Limitations and possible extensions

Our approach considers the distribution of a gene family across chromosomes as a single multivariate trait. This view has its advantages and disadvantages compared to considering the number of gene copies on each chromosome arm as independent univariate traits. One advantage is that we can take into account the biological reality that loss of a gene family from the whole genome followed by a whole resurrection of a gene family is not likely. This is difficult to take into account when you consider each chromosome separately because you have no information on the state of other chromosomes. By keeping the state multidimensional, one can distinguish between a creation of a family from a zero state (0 → 1 when all other chromosomes have 0 genes) and a gain of a gene on a chromosome through transposition (0 → 1 when there is at least 1 gene on another chromosome), and costs can be assigned accordingly.
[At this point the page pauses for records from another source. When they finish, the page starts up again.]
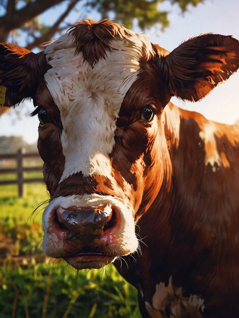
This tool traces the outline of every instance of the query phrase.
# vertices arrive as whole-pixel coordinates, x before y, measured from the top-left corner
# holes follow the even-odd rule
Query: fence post
[[[18,188],[18,197],[23,197],[23,154],[25,153],[24,148],[20,148],[17,153],[17,185]]]

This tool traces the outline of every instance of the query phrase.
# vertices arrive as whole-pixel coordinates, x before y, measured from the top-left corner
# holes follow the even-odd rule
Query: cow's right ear
[[[33,97],[48,68],[43,52],[0,43],[0,105],[10,107]]]

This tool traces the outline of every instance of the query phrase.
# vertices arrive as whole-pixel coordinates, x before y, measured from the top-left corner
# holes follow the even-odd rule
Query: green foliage
[[[76,272],[64,263],[0,267],[0,317],[140,316],[134,288],[109,265]]]
[[[138,25],[142,29],[152,26],[155,23],[162,25],[162,29],[168,26],[169,21],[167,11],[161,11],[159,5],[164,0],[92,0],[89,5],[96,9],[102,17],[109,17],[110,14],[114,18],[131,28],[133,21],[136,19]],[[172,4],[177,4],[183,12],[187,10],[188,6],[192,4],[196,6],[203,0],[171,0]]]

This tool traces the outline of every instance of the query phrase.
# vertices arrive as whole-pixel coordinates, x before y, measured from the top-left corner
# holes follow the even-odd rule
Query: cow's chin
[[[100,253],[82,253],[64,257],[63,259],[76,269],[102,268],[112,263],[116,257]]]

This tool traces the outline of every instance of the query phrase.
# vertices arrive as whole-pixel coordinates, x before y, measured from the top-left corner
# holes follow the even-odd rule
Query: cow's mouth
[[[113,262],[115,256],[102,253],[77,253],[63,258],[68,264],[77,269],[101,268]]]

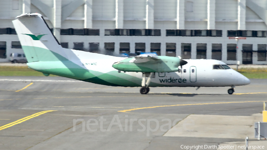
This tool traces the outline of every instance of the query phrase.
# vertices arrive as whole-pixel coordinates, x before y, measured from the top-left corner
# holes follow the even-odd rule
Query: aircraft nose
[[[243,78],[244,79],[243,79],[243,80],[244,83],[244,85],[247,85],[250,84],[250,80],[249,79],[247,79],[247,77],[246,77],[245,76],[244,76]]]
In our method, we added a special penalty for the transitions originating from the zero vector (i.e., [0, 0, 0, 0, 0]), similar to the Dollo parsimony cost (Farris 1977). The disadvantage of the multivariate encoding is that the search space is exponential in the number of chromosomes. However, although the space is multidimensional, the total space we need to search is limited. The observation that makes our algorithm feasible for the problem considered here is that in general the genes of a gene family are clustered onto a small number of chromosome arms; therefore we do not have to explore the whole space of S, only the subset, S′. For example, for a gene family that resides on three different chromosome arms, we need to explore only the three-dimensional subspace of S and only up to the maximum number of genes observed among the leaves (Figure 1B). So even though the complexity of the algorithm is O(|S′|²), S′ ⊂ S, it is possible to reconstruct the states of most gene families. For our data set, there were only three families that we had to exclude because they were too large to analyze in reasonable running time. These three families were a histone family, a serine protease family, and a zinc ion-binding family, with each family containing ≥294 genes across 10 Drosophila species (Table S10). The largest single family included in our analyses had a total of 184 genes.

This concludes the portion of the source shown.